Based on Mentechs's years of experience in visual inspection applications, it can detect various product defects, such as surface scratches, surface stains, surface dents, broken welds, and damage.

Principle of the German Micro-Epsilon Laser Profiler

German Micro-Epsilon laser profile scanners utilize the laser triangulation principle to perform 2D profile scanning on the surfaces of different measured objects. A laser beam is expanded by a set of specific lenses to form a static laser line, which is projected onto the surface of the measured object. A high - quality optical system projects the diffused reflected light of this laser line onto the photosensitive matrix of a highly sensitive sensor. Besides the distance information (Z - axis) from the sensor to the measured object, the controller can also calculate the position along the laser line (X - axis) by using this set of images. The sensor finally outputs a set of 2D coordinate values, and the origin of the coordinate system is relatively fixed with respect to the sensor itself. By moving the measured object or the sensor, 3D measurement results can be obtained.

A laser beam emitted by a laser diode forms a point-like light spot on the surface of the object being measured. A special lens group is used to spread the laser point into a line. Traditional beam-splitting laser sensors use cylindrical lenses to refract the laser. The major drawback of this conventional approach lies in the extremely weak edge illumination caused by the Gaussian intensity distribution along the laser line. The scanCONTROL profile sensors provided by German Micro-Epsilon, however, utilize precision wedge-shaped lenses, which effectively eliminate the issue of reduced light intensity at the edges of the laser line.

Reflected Light
During measurement, the highly sensitive CMOS sensor matrix captures the light reflected from the object's surface, forming a high-precision contour image. Any change in the object's profile alters the shape of the laser line projected onto its surface, thereby modifying the image captured by the sensor matrix. By moving either the probe or the object, multiple scan line profiles are obtained. Combining these profiles generates a 3D image, also known as a "point cloud" because it consists of thousands of independently measured points.

Comprehensive Considerations
The additional measurement dimension makes profile scanner sensors more complex than other types of displacement sensors.
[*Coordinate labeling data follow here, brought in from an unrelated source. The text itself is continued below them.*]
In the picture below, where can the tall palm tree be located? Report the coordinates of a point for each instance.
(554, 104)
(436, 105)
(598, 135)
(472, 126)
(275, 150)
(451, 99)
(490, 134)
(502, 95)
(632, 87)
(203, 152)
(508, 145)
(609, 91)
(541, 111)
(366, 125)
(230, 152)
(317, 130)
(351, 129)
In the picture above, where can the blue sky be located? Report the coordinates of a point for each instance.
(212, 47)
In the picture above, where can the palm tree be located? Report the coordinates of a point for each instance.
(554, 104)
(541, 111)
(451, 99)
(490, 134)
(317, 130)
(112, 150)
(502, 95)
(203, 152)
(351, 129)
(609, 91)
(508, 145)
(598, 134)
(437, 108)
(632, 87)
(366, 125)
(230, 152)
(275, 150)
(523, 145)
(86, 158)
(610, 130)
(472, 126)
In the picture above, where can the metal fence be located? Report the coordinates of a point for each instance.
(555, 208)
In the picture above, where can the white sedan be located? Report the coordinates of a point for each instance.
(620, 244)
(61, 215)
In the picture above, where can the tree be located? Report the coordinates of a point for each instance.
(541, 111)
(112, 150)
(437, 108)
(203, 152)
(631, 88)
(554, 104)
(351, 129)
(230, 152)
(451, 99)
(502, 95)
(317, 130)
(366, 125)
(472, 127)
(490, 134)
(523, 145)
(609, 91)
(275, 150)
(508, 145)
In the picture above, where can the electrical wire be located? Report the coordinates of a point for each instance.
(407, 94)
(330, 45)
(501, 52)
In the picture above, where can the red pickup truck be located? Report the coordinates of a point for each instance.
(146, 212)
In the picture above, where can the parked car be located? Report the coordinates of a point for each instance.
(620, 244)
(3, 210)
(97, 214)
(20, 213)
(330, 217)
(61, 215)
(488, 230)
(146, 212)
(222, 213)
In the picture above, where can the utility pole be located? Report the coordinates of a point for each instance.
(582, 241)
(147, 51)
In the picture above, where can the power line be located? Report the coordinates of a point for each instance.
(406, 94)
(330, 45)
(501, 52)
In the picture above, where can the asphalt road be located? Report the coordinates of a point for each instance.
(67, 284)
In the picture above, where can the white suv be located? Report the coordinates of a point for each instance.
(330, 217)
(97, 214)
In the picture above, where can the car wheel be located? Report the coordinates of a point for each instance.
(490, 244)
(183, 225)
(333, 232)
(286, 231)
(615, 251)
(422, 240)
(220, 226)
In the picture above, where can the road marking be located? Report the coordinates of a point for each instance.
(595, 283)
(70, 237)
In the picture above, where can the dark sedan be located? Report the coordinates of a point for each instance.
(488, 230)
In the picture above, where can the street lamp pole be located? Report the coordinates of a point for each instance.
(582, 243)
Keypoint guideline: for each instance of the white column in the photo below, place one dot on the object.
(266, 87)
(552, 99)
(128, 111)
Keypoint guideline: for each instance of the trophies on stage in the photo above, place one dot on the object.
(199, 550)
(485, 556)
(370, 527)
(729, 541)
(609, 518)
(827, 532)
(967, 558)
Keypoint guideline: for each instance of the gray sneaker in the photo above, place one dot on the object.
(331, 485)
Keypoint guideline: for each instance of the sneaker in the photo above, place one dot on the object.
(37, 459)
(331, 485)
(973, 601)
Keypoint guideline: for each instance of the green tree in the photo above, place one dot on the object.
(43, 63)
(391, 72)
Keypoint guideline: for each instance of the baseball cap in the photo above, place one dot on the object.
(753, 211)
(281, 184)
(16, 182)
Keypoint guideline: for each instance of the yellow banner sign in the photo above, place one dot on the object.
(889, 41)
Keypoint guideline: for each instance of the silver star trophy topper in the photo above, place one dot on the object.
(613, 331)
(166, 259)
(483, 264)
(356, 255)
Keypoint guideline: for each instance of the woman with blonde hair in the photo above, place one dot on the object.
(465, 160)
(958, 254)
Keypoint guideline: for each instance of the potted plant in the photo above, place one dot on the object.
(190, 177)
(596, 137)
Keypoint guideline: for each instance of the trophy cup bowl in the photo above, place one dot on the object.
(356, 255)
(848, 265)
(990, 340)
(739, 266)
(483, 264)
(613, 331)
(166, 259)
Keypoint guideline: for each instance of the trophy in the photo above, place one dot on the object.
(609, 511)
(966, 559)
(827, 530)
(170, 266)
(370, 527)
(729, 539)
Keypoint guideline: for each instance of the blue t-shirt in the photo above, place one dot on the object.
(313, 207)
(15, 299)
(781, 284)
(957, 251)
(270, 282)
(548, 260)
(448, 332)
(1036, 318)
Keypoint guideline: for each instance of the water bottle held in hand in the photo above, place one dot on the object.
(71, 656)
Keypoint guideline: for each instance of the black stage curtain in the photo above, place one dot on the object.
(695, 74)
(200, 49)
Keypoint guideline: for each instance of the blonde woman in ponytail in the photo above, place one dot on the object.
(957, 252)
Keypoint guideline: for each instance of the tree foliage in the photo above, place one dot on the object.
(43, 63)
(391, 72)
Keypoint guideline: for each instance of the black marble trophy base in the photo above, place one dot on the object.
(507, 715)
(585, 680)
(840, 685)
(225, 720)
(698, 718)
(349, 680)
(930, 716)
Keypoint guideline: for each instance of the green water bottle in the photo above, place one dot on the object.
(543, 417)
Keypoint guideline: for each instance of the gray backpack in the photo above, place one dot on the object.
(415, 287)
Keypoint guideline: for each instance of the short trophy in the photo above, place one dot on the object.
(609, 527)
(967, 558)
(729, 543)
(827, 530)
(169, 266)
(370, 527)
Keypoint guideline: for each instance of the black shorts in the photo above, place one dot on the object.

In principle, it is not possible to simply determine whether an object can be measured by a profile scanner. Successful measurement often depends on which measurement values need to be obtained and the environment in which the measurement is performed. Therefore, the feasibility of measurement requires a case-by-case evaluation of each object from scratch.

For example, measurement success depends on the available measurement time. The slower the object passes through the probe beam, the more time can be allocated for measurement. Thus, the feasibility of a static measurement does not necessarily imply the feasibility of a dynamic measurement.

The measurement results also depend on the reflective properties of the object's surface. Specifically, the intensity of reflection or absorption will determine whether a valid signal can be obtained. The material itself can affect the results as well. For instance, if a translucent object is overly transparent, the measurement signal may become completely distorted.

Finally, contour defects of the object, contours that may generate shadows, and surfaces prone to multiple reflections should be considered. All of these fundamental factors can significantly impact the quality of the measurement signal and the accuracy of the results.

Proper Configuration
Beyond the factors mentioned above, a continuous signal reflected from a clearly identifiable contour surface may still be defective and unusable. To avoid this, every individual parameter of the profilometer must be correctly configured to suit the object being measured. Employing appropriate filters and setting optimal exposure times can often improve poor signals, and successful testing is achieved through iterative adjustments.

For example, when measuring a rapidly moving black rubber object, both a short exposure time and the object's high light absorption can easily lead to inaccurate results. Conversely, if the black object is stationary or moving slowly, a longer exposure time may be conducive to capturing complete contour information.